Moren also complained that when power washing was being done after the flood, his property was not cleaned. “That was all volunteers helping the citizens of the borough,” replied Bunnell. “We had nothing to do with it,” Bunnell said again. Learning that Moren had come to check on his property while he was in the shelter, Bunnell added further that Moren should have been able to speak with the volunteers doing the power washing and providing the dumpster with regard to cleaning up his property. “I didn’t tell [the volunteers] to wash [it] or not,” Bunnell continued.

The borough, it was pointed out, did not provide any aid to its residents: FEMA and PEMA provided water and food directly while volunteers did cleaning and hauling as they could. Councilman Jack Vaow asked Moren if volunteers came to help him clean out his property.

“That was a joke,” Moren replied. “A joke?” Vaow queried. “They were all volunteers,” Bunnell interjected. “If you didn’t like the way they did it, we can’t help that.”

Most of Meshoppen Borough has recovered from the flooding, but the First Liberty Bank has yet to re-open and there is no news about if or when the post office will re-open.

The cost of the annual audit was discussed, especially in light of the fact that all the borough’s records were lost in the flood. The audit will cost $4,000 for the borough, $3,000 for the water company and $3,000 for the sewer company; this is approximately what it cost last year. Borough Secretary Phyllis Adams will have to reconstruct the receipts and payments prior to the audit. “And I had everything ready, too, by the last week of August,” Adams noted wryly.
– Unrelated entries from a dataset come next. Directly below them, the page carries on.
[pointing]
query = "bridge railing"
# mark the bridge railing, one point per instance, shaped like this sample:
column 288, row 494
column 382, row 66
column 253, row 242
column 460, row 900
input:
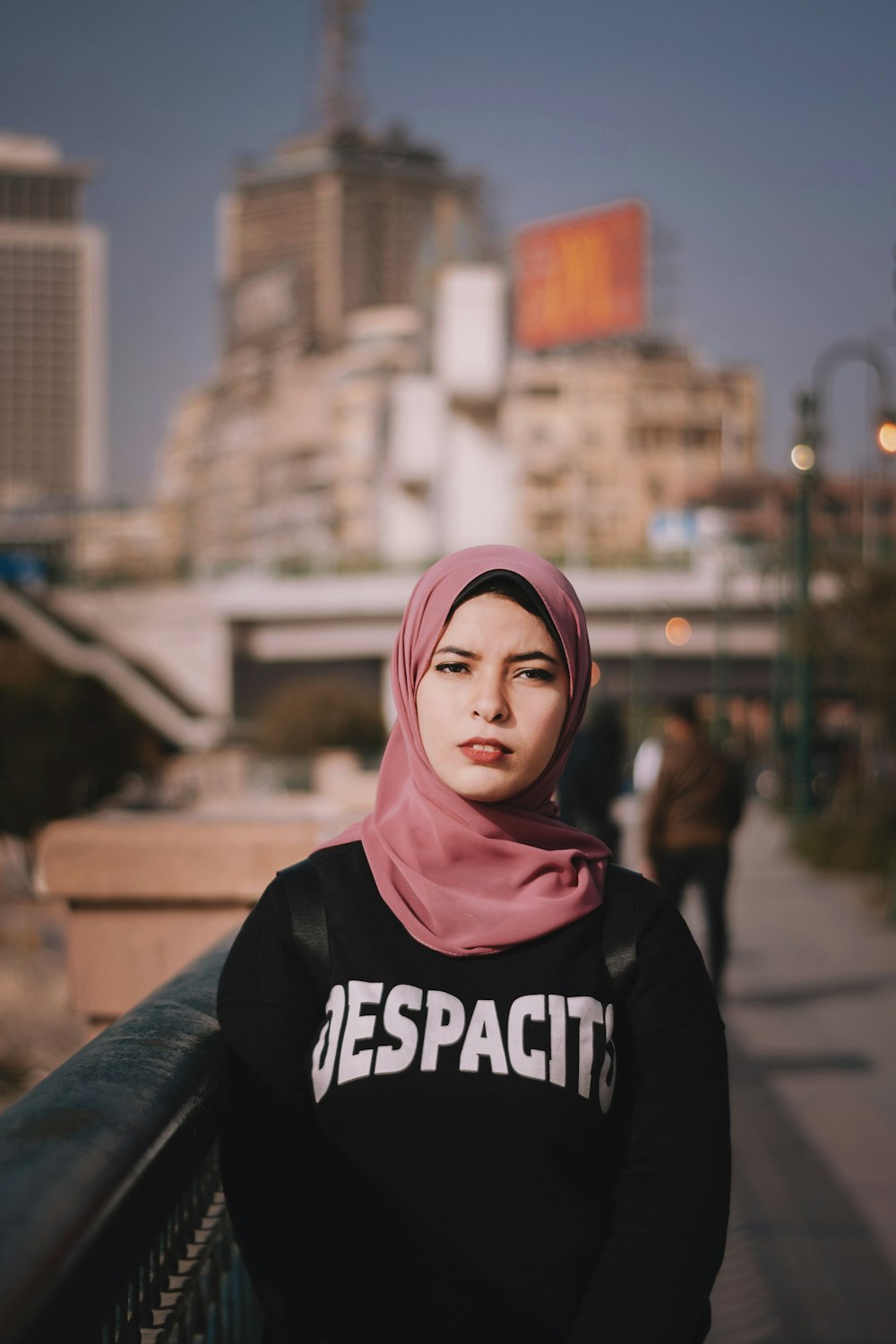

The flood took place during the first week of September. The motion was made, seconded and passed to go forward with the audit. It should be done in January.

Once again, delinquent customers of the water company were discussed. Some who have been taken to court and ordered to pay have still not paid, and the borough is unsure about what can be done to obtain the money owed them. A new rule allowing garnishment of wages for civil actions may enable some money to be recouped, but it may not be in a timely fashion.

Borough Police Chief John Krieg asked council about hiring a full-time officer for the borough. “We can certainly justify it if you go by activity in the borough,” Krieg said. “We have over 350 criminal incidents this year,” he continued, explaining that most of his time is spent doing criminal work, and the day-to-day patrol and traffic work is getting neglected. Krieg also said it was imperative to hire a full-time officer because part-time officers feel they have no incentive to stay, and turnover of part-time officers is high. The possibility also exists for Meshoppen Borough’s police force to cover a neighboring municipality; however, negotiations are still underway and no decision has been made. Krieg said that with two officers, covering two municipalities would be much more efficient. Shifts would be arranged so that the municipalities are covered for more hours in every day as well.

“Ninety percent of what we do is criminal, it’s completely reversed from the way it was when I started 20 years ago,” Krieg explained. He added that most of the criminal incidents are drug and alcohol related, either indirectly or directly. Once negotiations are further along with the other municipality, Krieg and Mayor Bruce Marshall will report back to council. Krieg was authorized to continue negotiations with the other municipality; it is likely that the details about the new officer and about coverage for the second municipality will be finalized in January.

The budget for the borough for 2012 was also reviewed. There were no major changes from previous years’ budgets and it was adopted unanimously. Bunnell raised a concern that the figures were not certain because of the loss of borough records in the flood. Adams assured council that she has asked all appropriate parties to send records so she can rebuild the borough records, but has yet to receive some. Should the figures, which will be in by January, prove that the 2012 budget needs to be changed, amendments can be made at the January meeting.